Niscaya, yang lebih tepat, Ronggowarsito tidak memberitahu di mana letak hati. Ia berharap siapa pun menemukannya sendiri. Atau, ia mengecoh dengan memasukkan nafsu sebagai satu di antara tujuh lapis manusia. Padahal, bukankah nafsu adalah anasir luar yang dimasukkan ke dalam tubuh melalui jalan penginderaan? Oleh akal ditransferkan ke dalam hati, yang terus-menerus hingga penuhlah dengan nafsu. Rusaklah hati. Na’ûdzu bi ‘l-Lãhi min dzãlik.

Hati adalah rumah persemayaman segala rasa. Rasa benar, rasa salah. Rasa baik, rasa buruk. Rasa tinggi hati, rasa rendah hati. Rasa senang, rasa sedih. Rasa syukur, rasa kufur. Rasa sabar, rasa gusar. Rasa berserah, rasa berontak. Rasa berani, rasa takut. Rasa percaya, rasa ragu. Dan lain-lain, dan seterusnya. Segala gerak-gerik ruhani yang menggerakkan jasmani, berumah di hati. Hati adalah jantung bagi badan ruhani manusia.

Bilamana dikuasai oleh nafsu, bagaimana hati akan bicara? Jangan-jangan, hati terus-menerus menjerit, merindukan kebenaran dan kebaikan, namun kita tak lagi peduli. Bilamana kepala dipenuhi dengan pikiran-pikiran duniawi dan jadilah ia keinginan untuk menguasai, bagaimana kita mendengarkan kata hati? Benarlah ternyata kita tak butuh orang lain untuk menyakiti hati kita. Setiap hari kita melakukannya sendiri.

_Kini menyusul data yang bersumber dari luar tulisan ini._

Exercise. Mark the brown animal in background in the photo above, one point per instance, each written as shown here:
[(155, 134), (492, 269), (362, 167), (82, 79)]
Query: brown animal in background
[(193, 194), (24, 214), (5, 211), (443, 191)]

Dalam Hadits Riwayat Ahmad, Rasulullah Muhammad Shalla ‘l-Lãhu ‘Alaihi wa Sallam bersabda:

يَا وَابِصَةُ اسْتَفْتِ قَلْبَكَ وَاسْتَفْتِ نَفْسَكَ (ثَلَاثَ مَرَّاتٍ) الْبِرُّ مَا اطْمَأَنَّتْ إِلَيْهِ النَّفْسُ وَالْإِثْمُ مَا حَاكَ فِي النَّفْسِ وَتَرَدَّدَ فِي الصَّدْرِ وَإِنْ أَفْتَاكَ النَّاسُ وَأَفْتَوْكَ

Wahai Wabishah, mintalah fatwa pada hatimu, mintalah fatwa pada hatimu, mintalah fatwa pada hatimu, karena kebaikan adalah yang membuatmu tenang. Dan dosa adalah yang membuatmu bimbang dan goncang dadamu. (Mintalah fatwa pada hatimu) walau pun kau meminta fatwa pada orang-orang dan mereka memberimu fatwa.

Separipurna dari Perang Badar, Rasulullah Muhammad Shalla ‘l-Lãhu ‘alaihi wa Sallam mengingatkan para sahabat:

رَجَعْتُمْ مِنَ اْلجِهَادِ اْلأَصْغَرِ إِلَى الجِهَادِ الأَكْبَرِ فَقِيْلَ وَمَا جِهَادُ الأَكْبَر يَا رَسُوْلَ الله؟ فَقَالَ جِهَادُ النَّفْسِ

Sepulang dari jihad kecil, kalian menuju jihad besar. Lalu, sahabat bertanya,” Apakah jihad besar itu, wahai Rasulullah?” Rasulullah menjawab: jihad (memerangi) hawa nafsu (dalam diri sendiri).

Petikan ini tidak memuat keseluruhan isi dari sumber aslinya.